Entonces, si estas palabras no son diminutivos de esas otras, ¿qué son? Mi querido lector, está usted ante un proceso de cambio conocido como lexicalización. Hay distintos tipos de lexicalización, pero el que nos ocupa hoy responde al proceso por el cual una palabra derivada adquiere independencia semántica de la palabra original.

Los diminutivos lexicalizados pierden el sentido inicial diminutivo que le daba el sufijo, y adquieren un significado “especializado”, como el caso del terrible bols-illo, que se ha convertido en palabra única e indivisible, y que todos, antes de María, interpretamos como “bolsa pequeña con una abertura fija que se cose a una prenda de vestir o se añade a otros objetos”.

¿De acuerdo? Bien. Entre bolso y bolsillo hay una diferencia conceptual y semántica definitiva.

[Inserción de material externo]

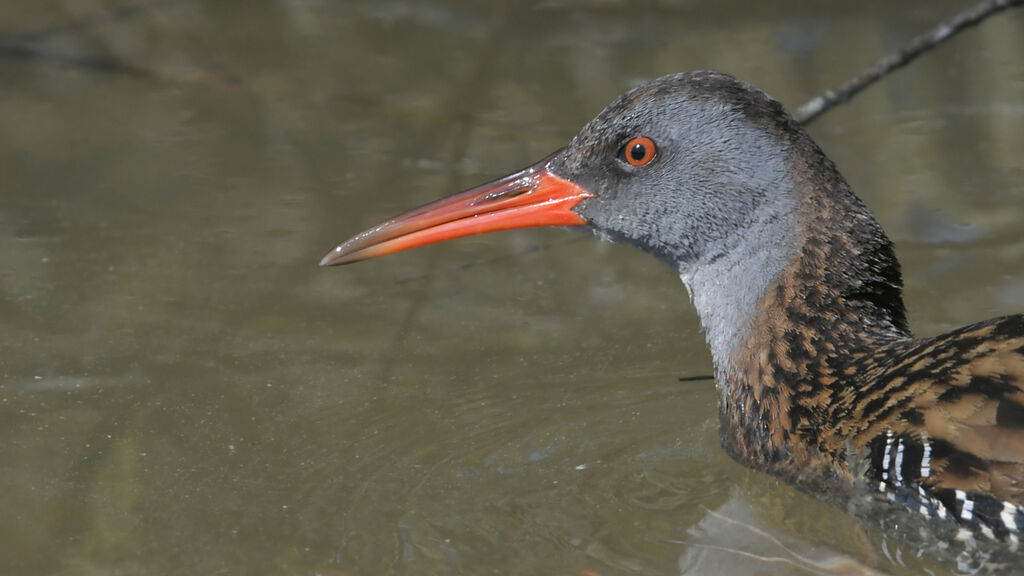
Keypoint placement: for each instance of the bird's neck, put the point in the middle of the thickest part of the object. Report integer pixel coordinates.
(785, 315)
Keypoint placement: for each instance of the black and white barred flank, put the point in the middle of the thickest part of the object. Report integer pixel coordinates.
(900, 466)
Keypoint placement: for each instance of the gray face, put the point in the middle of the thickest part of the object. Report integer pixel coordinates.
(720, 169)
(717, 202)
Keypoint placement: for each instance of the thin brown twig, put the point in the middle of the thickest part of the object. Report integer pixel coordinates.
(886, 65)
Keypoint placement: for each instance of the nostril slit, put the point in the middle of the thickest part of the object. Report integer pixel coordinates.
(502, 195)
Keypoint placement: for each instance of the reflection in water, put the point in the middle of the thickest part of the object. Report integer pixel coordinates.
(185, 392)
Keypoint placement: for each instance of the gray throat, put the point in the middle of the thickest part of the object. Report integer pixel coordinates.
(727, 289)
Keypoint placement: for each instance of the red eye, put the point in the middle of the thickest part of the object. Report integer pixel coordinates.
(639, 152)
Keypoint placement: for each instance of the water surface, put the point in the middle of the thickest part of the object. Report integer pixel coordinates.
(184, 392)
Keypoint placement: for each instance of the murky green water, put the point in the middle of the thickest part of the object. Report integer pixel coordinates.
(184, 392)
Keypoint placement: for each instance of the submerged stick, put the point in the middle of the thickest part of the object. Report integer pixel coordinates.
(890, 63)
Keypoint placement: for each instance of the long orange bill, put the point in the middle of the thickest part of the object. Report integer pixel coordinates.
(532, 197)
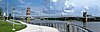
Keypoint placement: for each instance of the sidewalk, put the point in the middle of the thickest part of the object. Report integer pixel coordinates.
(36, 28)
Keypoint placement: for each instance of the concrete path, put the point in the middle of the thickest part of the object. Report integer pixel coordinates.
(36, 28)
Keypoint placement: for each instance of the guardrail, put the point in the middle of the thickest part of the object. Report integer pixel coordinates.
(77, 28)
(62, 26)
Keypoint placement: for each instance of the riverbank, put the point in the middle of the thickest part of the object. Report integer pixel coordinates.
(7, 26)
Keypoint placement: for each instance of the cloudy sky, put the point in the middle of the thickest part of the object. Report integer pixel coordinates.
(40, 7)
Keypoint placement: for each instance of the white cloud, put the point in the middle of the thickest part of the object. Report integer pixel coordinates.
(54, 0)
(0, 0)
(68, 10)
(21, 1)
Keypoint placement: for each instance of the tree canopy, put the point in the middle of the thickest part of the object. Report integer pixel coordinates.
(0, 11)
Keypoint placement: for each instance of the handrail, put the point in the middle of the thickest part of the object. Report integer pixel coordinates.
(77, 28)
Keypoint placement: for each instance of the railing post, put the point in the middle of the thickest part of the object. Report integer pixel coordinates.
(68, 28)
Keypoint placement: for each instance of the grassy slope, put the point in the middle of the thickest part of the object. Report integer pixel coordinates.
(7, 27)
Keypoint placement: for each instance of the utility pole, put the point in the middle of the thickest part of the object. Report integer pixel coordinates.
(85, 19)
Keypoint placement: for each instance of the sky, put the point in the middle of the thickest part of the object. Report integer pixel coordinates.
(40, 7)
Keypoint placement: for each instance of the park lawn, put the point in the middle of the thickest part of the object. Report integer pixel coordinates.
(7, 27)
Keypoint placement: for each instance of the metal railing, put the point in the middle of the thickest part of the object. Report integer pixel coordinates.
(77, 28)
(62, 26)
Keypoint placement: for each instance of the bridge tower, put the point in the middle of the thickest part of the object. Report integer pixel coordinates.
(28, 14)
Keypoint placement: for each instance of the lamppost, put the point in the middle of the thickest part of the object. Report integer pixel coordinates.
(85, 9)
(13, 18)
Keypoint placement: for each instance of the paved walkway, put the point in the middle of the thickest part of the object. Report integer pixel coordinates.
(36, 28)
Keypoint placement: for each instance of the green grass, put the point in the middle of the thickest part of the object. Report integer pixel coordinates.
(7, 27)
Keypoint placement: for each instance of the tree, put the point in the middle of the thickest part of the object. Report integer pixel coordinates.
(0, 12)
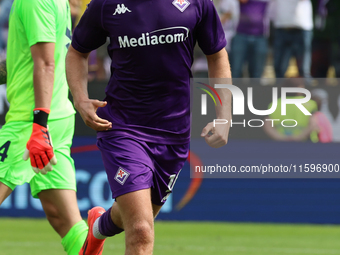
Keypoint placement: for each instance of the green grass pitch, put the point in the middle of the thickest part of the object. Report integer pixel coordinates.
(35, 236)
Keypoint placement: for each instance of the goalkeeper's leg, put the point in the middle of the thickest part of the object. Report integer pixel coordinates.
(63, 214)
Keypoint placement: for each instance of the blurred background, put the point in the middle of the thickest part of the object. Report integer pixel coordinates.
(269, 42)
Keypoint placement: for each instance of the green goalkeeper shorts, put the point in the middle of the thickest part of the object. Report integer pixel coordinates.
(15, 171)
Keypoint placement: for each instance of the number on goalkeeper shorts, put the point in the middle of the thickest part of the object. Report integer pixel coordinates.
(3, 151)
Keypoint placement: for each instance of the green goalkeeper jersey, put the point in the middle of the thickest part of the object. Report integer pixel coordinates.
(31, 22)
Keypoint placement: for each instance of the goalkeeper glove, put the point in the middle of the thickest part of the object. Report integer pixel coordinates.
(39, 147)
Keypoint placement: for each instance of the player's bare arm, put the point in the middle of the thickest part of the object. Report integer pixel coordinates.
(219, 67)
(3, 72)
(76, 73)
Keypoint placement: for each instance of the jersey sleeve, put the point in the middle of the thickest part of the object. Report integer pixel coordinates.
(210, 34)
(90, 34)
(39, 21)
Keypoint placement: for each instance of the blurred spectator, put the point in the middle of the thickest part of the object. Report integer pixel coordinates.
(5, 8)
(229, 14)
(293, 23)
(307, 126)
(326, 41)
(250, 42)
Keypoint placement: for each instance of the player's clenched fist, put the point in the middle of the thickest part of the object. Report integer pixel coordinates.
(39, 147)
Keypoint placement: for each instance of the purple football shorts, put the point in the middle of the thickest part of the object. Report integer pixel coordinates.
(133, 165)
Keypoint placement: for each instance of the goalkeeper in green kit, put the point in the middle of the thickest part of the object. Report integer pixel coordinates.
(39, 35)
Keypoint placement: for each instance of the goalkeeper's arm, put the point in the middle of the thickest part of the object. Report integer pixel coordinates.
(39, 147)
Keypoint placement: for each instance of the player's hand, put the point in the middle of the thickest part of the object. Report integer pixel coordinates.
(217, 136)
(88, 109)
(39, 149)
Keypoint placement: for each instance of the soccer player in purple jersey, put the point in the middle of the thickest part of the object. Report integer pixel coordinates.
(143, 123)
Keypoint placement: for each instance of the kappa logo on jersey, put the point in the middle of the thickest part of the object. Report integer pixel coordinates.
(121, 175)
(181, 4)
(121, 9)
(160, 36)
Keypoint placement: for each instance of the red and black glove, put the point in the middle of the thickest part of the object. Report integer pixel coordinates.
(39, 147)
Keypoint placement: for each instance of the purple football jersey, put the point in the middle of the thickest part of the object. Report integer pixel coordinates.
(253, 18)
(151, 47)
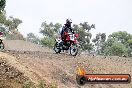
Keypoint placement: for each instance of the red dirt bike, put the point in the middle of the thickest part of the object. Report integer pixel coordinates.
(70, 43)
(1, 42)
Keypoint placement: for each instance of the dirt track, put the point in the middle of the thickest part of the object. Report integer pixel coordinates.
(39, 63)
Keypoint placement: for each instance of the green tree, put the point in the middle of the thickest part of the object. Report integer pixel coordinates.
(32, 38)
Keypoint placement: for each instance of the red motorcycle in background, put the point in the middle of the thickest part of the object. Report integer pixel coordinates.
(70, 44)
(1, 42)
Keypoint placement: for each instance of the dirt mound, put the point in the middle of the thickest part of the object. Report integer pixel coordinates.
(10, 77)
(42, 64)
(20, 45)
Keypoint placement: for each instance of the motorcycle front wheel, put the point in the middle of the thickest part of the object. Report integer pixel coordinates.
(57, 48)
(2, 46)
(73, 50)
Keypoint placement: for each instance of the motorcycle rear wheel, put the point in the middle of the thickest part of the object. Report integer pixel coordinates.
(57, 48)
(74, 50)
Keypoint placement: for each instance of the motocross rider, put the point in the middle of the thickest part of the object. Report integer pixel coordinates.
(67, 27)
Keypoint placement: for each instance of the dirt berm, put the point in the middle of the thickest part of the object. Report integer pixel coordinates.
(30, 62)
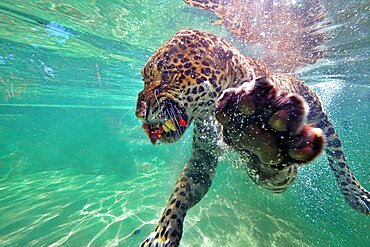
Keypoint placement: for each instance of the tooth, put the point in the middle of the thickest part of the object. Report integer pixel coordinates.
(165, 128)
(170, 125)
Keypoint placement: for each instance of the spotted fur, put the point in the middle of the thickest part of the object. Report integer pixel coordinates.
(192, 69)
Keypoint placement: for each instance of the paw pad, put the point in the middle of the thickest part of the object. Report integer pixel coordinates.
(269, 124)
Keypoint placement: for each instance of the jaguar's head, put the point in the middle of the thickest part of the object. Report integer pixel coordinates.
(182, 81)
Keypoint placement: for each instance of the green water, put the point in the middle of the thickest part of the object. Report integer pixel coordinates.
(76, 169)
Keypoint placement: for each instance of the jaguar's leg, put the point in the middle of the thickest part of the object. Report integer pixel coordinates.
(268, 126)
(191, 186)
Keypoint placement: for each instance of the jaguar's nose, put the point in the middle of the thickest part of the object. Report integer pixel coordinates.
(141, 107)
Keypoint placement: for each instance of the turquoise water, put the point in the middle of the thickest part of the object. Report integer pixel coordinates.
(76, 169)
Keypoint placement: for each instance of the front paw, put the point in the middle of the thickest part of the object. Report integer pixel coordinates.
(269, 124)
(163, 236)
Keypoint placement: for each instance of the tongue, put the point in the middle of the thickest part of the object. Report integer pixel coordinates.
(153, 133)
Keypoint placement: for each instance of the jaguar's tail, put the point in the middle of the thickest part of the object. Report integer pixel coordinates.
(356, 195)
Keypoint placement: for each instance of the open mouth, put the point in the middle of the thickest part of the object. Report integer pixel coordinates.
(168, 131)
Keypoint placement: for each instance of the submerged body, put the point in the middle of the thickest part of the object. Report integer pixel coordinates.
(184, 80)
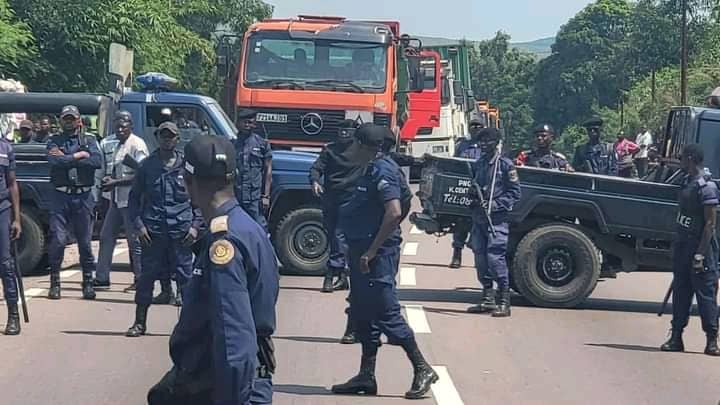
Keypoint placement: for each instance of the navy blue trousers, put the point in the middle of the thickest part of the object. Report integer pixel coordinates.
(7, 270)
(164, 256)
(491, 255)
(71, 212)
(687, 282)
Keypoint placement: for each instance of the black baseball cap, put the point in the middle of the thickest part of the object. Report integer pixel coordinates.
(167, 126)
(210, 156)
(70, 110)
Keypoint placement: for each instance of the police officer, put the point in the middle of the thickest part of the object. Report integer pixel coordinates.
(468, 149)
(695, 253)
(498, 200)
(254, 160)
(335, 171)
(165, 222)
(10, 229)
(221, 348)
(542, 155)
(595, 157)
(73, 157)
(370, 220)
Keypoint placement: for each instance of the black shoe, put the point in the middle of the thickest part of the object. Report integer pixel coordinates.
(487, 303)
(423, 380)
(342, 282)
(674, 344)
(327, 283)
(363, 383)
(139, 327)
(54, 293)
(88, 290)
(12, 327)
(503, 305)
(164, 298)
(456, 261)
(711, 348)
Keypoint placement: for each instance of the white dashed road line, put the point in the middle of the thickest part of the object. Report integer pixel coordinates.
(407, 276)
(444, 390)
(416, 319)
(410, 249)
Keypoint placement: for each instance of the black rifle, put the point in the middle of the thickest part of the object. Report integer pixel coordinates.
(481, 198)
(21, 286)
(665, 301)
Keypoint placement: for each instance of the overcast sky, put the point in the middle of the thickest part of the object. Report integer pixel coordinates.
(524, 20)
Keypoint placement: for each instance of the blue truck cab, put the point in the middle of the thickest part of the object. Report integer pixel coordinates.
(294, 218)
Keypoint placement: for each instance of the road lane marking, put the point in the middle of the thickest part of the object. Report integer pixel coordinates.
(410, 249)
(69, 273)
(444, 390)
(407, 276)
(416, 319)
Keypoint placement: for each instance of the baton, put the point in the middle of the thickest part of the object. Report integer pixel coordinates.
(21, 287)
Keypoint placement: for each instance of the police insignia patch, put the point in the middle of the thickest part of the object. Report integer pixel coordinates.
(221, 252)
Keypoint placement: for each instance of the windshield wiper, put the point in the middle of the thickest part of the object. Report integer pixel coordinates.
(279, 83)
(332, 82)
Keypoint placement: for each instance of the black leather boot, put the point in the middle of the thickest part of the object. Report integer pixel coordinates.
(487, 303)
(675, 343)
(503, 304)
(711, 348)
(140, 325)
(456, 261)
(88, 289)
(424, 376)
(13, 325)
(363, 383)
(342, 282)
(327, 282)
(54, 293)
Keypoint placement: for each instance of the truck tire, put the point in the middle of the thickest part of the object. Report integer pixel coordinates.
(556, 266)
(31, 246)
(301, 242)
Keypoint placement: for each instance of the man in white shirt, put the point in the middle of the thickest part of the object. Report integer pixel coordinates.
(116, 186)
(644, 141)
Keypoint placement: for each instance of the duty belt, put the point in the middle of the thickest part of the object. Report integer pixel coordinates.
(73, 190)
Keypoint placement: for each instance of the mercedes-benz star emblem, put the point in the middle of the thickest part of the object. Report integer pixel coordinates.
(311, 123)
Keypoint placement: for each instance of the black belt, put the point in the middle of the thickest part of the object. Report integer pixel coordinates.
(73, 190)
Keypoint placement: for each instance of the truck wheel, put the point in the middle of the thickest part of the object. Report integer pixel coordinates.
(31, 246)
(556, 265)
(302, 243)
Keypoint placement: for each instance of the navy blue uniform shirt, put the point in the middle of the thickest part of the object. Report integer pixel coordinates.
(159, 200)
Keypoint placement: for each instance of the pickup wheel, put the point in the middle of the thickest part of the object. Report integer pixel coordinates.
(556, 265)
(31, 246)
(301, 242)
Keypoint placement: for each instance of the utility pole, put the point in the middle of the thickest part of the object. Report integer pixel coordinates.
(684, 57)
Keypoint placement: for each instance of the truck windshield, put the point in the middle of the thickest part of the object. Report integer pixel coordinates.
(274, 60)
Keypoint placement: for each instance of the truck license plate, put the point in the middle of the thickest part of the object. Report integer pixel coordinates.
(268, 117)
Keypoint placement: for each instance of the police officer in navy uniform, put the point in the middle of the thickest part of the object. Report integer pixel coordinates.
(73, 157)
(335, 172)
(695, 253)
(467, 149)
(491, 250)
(595, 157)
(221, 348)
(371, 220)
(254, 160)
(165, 222)
(10, 229)
(542, 155)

Bolsillo se ha lexicalizado, se ha liberado, y ahora reina como palabra con significado propio; dejó de ser palabra compuesta (bolso + sufijo diminutivo-illo).

Este fenómeno ha pasado con muchas palabras como coronilla, nada que ver con corona, pañuelo, que no es pañito, y maquinilla, redecilla, pepinillo, tortilla, tempranillo, lomillo, etc. Las palabras anteriores son unidades léxicas independientes.

Por eso, si las busca en el diccionario, ¡las encuentra! Ojo: los diccionarios no recogen diminutivos; sí palabras lexicalizadas como bolsillo, que ahora en Puerto Rico ha adquirido una nueva y muy triste connotación: qué su vecino de al frente tiene luz, y usted no, porque su cuadra se encuentra en los tan mentados bolsillos de la AEE.

Tristemente un bolsillo es un sector sin servicio de luz. Puede ser desde un cliente hasta varios, y pueden llegar hasta decenas, e incluso hileras de condominios completos. Con toda seguridad el que está en un BOLSILLO, también está HASTA LA CORONILLA. ¿Está usted en un bolsillo?